The attack, and the Israeli military’s response in Gaza—which has left more than 40,000 people dead according to the health ministry in that territory—have prompted major tensions on university campuses including UBC.
“I feel really bad, for this event that I put together, that there were people who felt unsafe, felt unwelcome,” Timmermann said. “I’m not the president of the university, but I invited people to come to this event, you know, and that someone would come to this event that I put together, and for 17 to 20 minutes feel trauma to the point that they’re shaking, or they’re accused of grotesque things.”
Timmermann says he fears for his future employment at the university, and was pressured by members of faculty in his department to drop Israeli-linked participants from the event, which he refused. He has felt so uncomfortable about the situation that he requested CTV conduct our interview off campus.
Local Jewish academics are speaking up, saying the community doesn’t feel safe.
“On the whole, the university, though, thinks it’s doing a good job. And I can tell you, on the whole, it’s not,” said David Silver, chair in business and professional ethics at the Sauder School of Business at UBC, and part of the Jewish Academic Alliance of B.C. “And we feel it’s really incumbent on the university and our senior leaders, including our president, to speak up and to say there’s room for legitimate protest, there’s room for strong feelings, we understand that, we appreciate that, but there’s not room for saying people cannot be part of our academic community and serve in standard academic roles because of who we are and what our connections are.”
UBC declined an interview request, but says it is investigating the incident, along with the RCMP and campus security.
“Any incident targeting the Jewish community is not tolerated and UBC remains committed to addressing these incidents while balancing individuals’ rights to freedom of expression, in line with university policies and the law,” said Matthew Ramsey with UBC media relations in a statement. “The university is actively working with campus security and RCMP to investigate and ensure the safety of all individuals and groups on campus.”

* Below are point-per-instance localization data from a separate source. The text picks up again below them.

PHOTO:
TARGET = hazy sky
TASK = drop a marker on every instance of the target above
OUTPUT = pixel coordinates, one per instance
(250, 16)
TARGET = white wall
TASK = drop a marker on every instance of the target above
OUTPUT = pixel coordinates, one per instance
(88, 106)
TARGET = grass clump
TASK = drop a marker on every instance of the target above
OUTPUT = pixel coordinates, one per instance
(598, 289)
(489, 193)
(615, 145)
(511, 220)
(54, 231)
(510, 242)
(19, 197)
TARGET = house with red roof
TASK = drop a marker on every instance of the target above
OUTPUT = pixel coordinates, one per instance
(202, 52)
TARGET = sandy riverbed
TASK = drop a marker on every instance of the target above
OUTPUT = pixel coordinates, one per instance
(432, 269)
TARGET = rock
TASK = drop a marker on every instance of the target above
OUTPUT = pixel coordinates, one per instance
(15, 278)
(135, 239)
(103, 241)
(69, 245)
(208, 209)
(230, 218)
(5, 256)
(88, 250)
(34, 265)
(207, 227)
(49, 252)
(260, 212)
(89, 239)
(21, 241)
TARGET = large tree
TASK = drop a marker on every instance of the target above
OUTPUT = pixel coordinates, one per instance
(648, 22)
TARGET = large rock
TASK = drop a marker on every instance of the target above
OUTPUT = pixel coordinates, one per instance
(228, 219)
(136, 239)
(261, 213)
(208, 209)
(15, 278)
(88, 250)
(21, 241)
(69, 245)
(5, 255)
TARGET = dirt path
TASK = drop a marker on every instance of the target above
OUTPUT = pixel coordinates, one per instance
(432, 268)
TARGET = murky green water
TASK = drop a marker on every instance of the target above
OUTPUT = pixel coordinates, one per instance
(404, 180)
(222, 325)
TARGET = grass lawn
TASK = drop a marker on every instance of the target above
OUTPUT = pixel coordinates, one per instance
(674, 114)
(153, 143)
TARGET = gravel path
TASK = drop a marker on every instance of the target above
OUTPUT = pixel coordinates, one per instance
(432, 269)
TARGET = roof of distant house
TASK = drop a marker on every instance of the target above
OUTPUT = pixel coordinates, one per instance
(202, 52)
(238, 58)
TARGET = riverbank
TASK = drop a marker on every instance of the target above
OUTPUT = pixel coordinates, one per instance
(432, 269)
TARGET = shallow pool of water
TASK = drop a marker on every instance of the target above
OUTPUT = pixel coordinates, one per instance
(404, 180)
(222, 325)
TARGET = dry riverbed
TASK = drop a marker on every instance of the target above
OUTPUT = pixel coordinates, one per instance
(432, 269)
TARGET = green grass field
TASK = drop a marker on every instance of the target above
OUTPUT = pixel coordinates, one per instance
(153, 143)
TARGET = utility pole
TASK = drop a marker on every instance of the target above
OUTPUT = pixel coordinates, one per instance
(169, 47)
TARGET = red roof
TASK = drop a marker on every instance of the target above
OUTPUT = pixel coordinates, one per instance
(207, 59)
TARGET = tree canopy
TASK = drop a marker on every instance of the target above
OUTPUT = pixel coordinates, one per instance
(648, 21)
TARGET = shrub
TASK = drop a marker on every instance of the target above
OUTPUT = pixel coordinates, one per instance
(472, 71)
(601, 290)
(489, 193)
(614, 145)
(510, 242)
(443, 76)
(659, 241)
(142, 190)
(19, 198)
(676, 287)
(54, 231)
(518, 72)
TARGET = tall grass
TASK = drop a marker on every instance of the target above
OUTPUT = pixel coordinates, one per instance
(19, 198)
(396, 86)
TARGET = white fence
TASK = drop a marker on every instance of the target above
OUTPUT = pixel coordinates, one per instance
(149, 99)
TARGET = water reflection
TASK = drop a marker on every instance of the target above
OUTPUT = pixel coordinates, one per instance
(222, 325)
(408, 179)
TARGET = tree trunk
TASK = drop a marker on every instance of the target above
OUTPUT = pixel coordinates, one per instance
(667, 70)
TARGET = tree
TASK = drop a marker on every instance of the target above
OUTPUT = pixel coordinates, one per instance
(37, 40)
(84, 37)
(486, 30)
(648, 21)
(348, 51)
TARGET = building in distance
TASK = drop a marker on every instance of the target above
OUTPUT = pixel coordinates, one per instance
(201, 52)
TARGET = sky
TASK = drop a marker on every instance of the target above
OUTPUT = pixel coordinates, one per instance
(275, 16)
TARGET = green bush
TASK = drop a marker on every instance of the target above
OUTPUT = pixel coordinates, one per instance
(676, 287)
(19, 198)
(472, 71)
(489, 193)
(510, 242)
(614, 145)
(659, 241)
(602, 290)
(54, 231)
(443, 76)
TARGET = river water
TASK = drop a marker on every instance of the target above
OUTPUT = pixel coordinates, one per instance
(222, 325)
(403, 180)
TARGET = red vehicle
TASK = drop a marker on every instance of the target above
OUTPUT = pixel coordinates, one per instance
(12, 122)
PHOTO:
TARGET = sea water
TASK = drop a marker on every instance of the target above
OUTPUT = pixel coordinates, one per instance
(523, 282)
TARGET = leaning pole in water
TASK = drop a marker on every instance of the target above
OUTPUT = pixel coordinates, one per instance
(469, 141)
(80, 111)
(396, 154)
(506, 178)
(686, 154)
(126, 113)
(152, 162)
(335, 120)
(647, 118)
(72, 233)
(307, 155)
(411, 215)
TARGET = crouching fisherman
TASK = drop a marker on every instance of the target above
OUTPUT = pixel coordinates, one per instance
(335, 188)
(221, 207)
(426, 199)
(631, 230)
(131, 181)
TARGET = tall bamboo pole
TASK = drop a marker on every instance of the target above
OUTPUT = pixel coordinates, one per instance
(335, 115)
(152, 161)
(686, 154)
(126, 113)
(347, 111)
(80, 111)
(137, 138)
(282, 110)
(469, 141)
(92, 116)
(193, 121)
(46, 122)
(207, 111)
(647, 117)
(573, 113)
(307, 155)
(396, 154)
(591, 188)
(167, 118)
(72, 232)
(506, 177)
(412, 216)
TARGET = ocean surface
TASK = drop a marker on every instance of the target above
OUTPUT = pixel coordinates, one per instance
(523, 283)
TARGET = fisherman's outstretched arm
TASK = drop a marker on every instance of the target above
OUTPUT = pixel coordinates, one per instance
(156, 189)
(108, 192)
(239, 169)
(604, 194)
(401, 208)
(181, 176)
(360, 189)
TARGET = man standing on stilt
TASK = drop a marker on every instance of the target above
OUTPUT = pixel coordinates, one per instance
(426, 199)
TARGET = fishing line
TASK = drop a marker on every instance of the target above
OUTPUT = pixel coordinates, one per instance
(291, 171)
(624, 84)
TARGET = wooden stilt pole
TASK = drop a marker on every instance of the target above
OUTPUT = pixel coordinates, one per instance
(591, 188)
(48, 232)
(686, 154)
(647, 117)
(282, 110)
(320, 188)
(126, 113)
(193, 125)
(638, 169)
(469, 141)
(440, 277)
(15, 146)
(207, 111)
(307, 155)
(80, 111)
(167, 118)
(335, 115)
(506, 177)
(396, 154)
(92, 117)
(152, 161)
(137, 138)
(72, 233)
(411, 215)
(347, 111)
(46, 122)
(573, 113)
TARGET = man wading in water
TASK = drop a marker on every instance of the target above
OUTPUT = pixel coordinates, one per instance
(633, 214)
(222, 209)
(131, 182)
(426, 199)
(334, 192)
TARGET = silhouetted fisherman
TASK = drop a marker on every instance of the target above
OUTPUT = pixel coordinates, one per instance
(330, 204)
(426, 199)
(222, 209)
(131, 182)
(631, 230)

The Jewish Federation of Greater Vancouver, Allied Voices for Israel, Centre for Israel and Jewish Affairs and other Jewish organizations have put out a statement on the situation, calling for stronger action from UBC.
“We appreciate that certain steps have been taken to address our community’s concerns,” read a joint statement. “However, we believe stronger, more decisive action is urgently needed to address the rising tide of hate, intimidation, and harassment on campus.”